Monogram Health secures $8.1 million debt round, inks deal with Scan Group
By Joel Stinnett – Reporter, Nashville Business Journal
Published via Nashville Business Journal, on 02/19/2021
One of Nashville’s newest health care companies has secured funding from one of the nations largest not-for-profit health plans.
Monogram Health has received a strategic investment from Scan Group, who’s holdings include Scan Health Plan (stylized: SCAN Health Plan), according to a news release. Terms of the deal were not disclosed.
According to an filing made Thursday with the U.S. Securities and Exchange Commission, however, Monogram raised $8.1 million of a possible $10.1 million round of debt funding at the end of January.
It’s not clear if the two deals are connected and Mongram did not immediately comment on the SEC filing.
The investment comes less than a year after Mongram closed on a $7 million round of funding led by Frist Cressey Ventures and Norwest Venture Partners, which brought the company’s lifetime cash raised at the time to $12 million.
Founded in January 2019 by Michael Uchrin and Frist Cressey co-founder Sen. Bill Frist, the kidney disease management company works with health insurance plans, such as Humana Medicare Advantage and Commercial, to care for chronic kidney disease patients inside their homes across 20 states. Depending on the stage of the patient’s disease, Monogram works to either stabilize a patient’s disease progression, prepare the patient for dialysis or transplant or improve treatment results for patients already on dialysis.

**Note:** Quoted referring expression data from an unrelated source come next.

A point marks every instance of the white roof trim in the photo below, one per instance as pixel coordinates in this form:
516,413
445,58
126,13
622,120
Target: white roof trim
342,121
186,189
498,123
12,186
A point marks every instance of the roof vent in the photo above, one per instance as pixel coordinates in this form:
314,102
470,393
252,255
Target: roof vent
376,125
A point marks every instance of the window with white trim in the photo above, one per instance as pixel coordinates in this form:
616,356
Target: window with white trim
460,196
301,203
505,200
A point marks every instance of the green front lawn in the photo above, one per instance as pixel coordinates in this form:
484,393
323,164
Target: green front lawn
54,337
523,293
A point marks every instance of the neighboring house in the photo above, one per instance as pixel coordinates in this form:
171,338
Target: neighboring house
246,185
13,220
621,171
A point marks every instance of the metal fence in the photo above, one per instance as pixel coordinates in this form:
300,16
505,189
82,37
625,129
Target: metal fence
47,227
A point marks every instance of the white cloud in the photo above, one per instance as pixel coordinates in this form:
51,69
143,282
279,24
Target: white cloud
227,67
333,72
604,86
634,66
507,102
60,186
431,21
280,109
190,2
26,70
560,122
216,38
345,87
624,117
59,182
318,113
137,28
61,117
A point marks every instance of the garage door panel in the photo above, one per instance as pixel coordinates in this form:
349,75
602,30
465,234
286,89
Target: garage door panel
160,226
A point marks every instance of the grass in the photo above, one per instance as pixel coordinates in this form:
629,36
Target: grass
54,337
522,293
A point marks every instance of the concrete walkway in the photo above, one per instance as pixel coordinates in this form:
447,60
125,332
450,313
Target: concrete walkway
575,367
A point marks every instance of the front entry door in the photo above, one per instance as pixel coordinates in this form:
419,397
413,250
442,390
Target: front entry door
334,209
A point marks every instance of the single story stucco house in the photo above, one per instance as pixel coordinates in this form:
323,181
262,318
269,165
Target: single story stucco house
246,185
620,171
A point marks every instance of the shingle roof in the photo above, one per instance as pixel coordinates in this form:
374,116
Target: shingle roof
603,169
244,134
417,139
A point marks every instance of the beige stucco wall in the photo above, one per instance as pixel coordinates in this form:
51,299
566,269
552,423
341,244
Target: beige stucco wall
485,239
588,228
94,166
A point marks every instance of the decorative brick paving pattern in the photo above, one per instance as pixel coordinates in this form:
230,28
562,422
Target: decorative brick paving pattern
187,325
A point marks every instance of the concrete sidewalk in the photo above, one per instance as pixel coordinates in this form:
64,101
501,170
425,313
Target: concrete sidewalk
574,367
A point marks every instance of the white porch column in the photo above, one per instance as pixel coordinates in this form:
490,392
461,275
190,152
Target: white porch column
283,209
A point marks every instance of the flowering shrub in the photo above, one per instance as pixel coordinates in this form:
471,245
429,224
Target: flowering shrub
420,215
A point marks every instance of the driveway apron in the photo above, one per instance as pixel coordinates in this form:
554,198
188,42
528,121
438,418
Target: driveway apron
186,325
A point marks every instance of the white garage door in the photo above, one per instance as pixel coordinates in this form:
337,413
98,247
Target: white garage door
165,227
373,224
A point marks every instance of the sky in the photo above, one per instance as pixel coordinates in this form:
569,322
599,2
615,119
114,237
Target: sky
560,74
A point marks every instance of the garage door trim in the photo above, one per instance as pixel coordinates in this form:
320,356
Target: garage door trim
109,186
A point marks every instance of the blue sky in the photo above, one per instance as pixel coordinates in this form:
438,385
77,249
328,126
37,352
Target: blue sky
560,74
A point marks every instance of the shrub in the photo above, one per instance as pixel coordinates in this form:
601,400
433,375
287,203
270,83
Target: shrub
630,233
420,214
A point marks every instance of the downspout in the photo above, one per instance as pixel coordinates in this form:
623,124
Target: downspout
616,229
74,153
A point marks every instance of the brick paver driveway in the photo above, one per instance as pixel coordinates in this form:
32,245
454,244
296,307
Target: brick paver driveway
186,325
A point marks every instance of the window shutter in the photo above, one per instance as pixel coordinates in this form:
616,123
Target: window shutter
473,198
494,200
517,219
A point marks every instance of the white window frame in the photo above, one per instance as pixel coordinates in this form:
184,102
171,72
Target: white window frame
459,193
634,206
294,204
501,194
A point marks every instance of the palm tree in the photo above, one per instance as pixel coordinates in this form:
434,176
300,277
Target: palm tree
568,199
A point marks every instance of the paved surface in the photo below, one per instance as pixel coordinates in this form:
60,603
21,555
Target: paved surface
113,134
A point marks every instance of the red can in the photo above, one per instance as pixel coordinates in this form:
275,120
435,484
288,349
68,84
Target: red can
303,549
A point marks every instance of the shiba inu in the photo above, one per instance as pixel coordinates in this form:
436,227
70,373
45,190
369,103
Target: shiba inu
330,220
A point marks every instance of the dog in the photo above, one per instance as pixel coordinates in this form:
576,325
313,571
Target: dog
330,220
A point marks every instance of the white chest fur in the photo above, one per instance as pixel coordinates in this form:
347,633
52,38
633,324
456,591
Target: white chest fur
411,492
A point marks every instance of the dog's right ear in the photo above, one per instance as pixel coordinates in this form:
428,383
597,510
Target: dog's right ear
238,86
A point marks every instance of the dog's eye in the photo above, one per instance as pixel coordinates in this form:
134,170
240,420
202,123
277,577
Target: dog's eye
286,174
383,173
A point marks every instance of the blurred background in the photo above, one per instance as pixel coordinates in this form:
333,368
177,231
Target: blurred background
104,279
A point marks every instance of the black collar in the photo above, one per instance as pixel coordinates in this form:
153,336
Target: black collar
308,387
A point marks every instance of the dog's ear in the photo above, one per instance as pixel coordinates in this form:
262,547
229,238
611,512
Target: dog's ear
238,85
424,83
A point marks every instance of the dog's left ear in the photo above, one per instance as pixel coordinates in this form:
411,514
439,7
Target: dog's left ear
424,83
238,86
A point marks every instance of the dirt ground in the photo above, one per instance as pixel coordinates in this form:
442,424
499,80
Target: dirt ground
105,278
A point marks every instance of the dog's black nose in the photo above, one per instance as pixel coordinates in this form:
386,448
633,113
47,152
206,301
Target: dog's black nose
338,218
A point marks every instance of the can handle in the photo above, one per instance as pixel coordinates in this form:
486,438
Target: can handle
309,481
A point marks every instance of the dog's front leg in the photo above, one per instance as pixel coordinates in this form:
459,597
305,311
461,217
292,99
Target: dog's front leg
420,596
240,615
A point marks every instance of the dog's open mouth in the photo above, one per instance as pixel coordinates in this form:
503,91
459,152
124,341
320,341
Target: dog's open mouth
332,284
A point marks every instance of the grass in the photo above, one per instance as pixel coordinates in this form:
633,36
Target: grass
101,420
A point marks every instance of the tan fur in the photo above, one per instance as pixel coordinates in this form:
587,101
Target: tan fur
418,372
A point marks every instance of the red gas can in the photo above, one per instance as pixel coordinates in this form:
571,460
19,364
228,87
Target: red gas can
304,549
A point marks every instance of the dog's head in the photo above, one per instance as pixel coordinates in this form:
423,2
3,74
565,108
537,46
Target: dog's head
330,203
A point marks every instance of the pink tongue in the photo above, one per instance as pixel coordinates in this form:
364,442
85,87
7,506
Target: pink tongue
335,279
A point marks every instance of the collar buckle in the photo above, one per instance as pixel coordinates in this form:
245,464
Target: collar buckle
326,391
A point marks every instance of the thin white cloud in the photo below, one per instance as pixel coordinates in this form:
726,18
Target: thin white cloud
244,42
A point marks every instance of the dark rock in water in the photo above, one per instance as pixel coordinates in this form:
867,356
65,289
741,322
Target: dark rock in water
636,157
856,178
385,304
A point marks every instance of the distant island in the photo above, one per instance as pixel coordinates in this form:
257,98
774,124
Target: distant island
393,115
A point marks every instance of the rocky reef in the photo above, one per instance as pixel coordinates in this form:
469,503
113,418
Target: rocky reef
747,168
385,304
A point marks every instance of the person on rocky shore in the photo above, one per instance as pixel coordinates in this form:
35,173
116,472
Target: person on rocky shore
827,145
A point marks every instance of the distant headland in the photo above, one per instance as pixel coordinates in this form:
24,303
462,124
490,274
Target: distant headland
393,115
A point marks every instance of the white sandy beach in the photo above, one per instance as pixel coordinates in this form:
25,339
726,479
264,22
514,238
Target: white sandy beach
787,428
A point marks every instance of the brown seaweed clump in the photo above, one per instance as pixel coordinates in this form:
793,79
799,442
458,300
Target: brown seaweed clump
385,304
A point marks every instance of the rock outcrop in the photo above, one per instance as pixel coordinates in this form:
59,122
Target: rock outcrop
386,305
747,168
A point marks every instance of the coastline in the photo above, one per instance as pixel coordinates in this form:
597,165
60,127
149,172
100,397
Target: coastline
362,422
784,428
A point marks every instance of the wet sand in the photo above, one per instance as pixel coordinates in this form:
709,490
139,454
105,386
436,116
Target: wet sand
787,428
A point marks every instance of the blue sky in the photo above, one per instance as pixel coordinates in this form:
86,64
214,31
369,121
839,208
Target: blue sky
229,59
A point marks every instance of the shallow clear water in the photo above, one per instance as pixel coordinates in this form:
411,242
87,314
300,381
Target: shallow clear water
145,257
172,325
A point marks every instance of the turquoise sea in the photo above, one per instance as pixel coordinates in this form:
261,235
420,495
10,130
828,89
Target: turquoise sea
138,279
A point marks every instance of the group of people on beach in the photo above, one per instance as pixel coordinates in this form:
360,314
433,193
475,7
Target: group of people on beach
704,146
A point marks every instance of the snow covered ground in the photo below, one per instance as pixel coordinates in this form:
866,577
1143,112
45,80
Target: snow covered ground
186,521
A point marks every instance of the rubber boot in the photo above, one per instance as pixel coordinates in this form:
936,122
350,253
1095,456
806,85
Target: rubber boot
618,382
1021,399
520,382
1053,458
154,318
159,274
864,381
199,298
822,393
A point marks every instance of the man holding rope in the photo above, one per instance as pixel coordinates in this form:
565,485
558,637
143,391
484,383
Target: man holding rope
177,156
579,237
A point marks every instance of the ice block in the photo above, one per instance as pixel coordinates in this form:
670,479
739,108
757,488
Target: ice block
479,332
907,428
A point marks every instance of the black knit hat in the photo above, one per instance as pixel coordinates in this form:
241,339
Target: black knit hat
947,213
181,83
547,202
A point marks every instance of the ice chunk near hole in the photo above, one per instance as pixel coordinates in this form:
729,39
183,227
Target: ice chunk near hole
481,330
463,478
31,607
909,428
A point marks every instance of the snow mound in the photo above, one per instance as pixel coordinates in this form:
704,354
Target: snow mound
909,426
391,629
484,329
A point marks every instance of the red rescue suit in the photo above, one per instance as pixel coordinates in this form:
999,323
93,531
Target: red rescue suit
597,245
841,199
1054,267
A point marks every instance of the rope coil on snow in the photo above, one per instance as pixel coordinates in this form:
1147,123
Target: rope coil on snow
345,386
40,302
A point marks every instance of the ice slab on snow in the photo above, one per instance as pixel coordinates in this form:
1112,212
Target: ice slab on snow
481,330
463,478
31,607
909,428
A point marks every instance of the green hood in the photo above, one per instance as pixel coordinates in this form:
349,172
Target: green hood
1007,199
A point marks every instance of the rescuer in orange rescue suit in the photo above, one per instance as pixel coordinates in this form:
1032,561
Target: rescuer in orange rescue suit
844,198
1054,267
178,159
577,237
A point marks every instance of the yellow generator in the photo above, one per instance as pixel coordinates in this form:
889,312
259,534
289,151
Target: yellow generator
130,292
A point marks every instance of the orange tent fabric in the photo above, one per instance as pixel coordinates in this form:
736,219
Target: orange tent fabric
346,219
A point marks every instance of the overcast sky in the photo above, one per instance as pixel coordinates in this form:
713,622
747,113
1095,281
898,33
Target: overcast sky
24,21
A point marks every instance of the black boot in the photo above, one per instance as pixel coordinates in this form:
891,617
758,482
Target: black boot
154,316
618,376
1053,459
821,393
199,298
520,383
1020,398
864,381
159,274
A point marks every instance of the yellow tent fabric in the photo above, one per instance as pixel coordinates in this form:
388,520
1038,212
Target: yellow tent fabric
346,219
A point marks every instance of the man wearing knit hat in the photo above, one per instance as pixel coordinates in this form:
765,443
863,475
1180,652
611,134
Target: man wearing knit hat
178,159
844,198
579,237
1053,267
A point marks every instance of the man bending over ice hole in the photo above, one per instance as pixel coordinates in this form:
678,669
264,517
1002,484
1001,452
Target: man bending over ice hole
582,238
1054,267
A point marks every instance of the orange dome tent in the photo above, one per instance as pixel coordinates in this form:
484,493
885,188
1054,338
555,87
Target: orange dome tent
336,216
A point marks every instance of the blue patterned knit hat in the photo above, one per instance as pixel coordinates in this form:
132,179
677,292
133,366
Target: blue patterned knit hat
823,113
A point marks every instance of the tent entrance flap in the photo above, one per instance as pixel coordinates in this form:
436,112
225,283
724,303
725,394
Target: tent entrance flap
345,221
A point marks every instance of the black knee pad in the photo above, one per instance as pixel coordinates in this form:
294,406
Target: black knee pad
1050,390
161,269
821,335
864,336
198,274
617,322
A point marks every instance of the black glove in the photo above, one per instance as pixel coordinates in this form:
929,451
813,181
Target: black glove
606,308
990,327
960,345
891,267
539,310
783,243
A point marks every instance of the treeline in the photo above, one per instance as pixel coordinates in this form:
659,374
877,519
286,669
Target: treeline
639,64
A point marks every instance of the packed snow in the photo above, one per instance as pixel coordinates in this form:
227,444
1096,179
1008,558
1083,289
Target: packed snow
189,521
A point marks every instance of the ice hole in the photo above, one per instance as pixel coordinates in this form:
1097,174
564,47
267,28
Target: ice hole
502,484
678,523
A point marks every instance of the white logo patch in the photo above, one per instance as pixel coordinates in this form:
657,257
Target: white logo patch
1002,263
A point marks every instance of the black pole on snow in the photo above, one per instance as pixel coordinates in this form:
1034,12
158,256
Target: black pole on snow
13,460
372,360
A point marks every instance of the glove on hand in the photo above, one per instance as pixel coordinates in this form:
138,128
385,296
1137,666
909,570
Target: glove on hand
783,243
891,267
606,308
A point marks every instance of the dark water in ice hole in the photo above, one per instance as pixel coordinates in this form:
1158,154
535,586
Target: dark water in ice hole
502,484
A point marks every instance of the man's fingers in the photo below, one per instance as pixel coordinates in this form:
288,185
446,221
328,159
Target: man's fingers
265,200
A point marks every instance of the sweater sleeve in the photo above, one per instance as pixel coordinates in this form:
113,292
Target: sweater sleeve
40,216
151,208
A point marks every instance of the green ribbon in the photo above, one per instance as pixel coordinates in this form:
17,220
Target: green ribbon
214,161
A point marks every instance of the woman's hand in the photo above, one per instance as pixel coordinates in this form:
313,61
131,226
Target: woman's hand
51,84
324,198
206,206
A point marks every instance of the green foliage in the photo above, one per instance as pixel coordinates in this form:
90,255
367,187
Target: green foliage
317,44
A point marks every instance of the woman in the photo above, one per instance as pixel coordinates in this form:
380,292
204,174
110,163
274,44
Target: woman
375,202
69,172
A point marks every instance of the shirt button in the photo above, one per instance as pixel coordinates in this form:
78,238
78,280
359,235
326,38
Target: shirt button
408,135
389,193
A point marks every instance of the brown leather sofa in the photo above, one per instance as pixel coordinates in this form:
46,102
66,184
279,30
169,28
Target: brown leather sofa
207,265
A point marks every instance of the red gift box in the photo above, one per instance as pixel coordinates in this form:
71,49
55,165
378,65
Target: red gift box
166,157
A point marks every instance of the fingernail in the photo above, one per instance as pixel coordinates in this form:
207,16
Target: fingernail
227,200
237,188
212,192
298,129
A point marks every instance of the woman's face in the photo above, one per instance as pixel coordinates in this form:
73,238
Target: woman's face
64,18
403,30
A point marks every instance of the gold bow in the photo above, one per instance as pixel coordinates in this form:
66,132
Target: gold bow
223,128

Scan is a not-for-profit Medicare Advantage plan, with more than 220,000 members in California, according to the release. The plan’s investment in Monogram marks the first time Scan has invested in an outside entity.
In May, Uchrin told the NBJ that Monogram was preparing for a period of rapid growth in part because of the enactment of the 21st Century Cures Act, which allows Medicare beneficiaries with end-stage renal disease to enroll in 2021 Medicare Advantage plans through private insurers for the first time.
“We are pleased to partner with Scan to offer advanced solutions that expand access to evidence-based therapies and proactive planning,” Frist, Monogram’s chairman, said in the release. “By leveraging the power of Medicare Advantage plans to provide better care to older adults at a lower cost, both of our organizations will work together to ensure that people with kidney disease can take greater control of their health and quality of life.”
In addition to the funding, Scan and Monogram have signed a strategic agreement to “to work together to improve care for older adults with kidney disease, according to the release.”
“The Covid-19 pandemic has put a spotlight on the home as a safe health care setting for dialysis and other kidney-related care,” Uchrin said in the release. “Monogram’s solutions empower vulnerable patients with renal disease to be treated in the comfort and safety of their own homes. This innovative approach to managing kidney care delivery is improving health outcomes for a population that drastically needs and deserves better care.”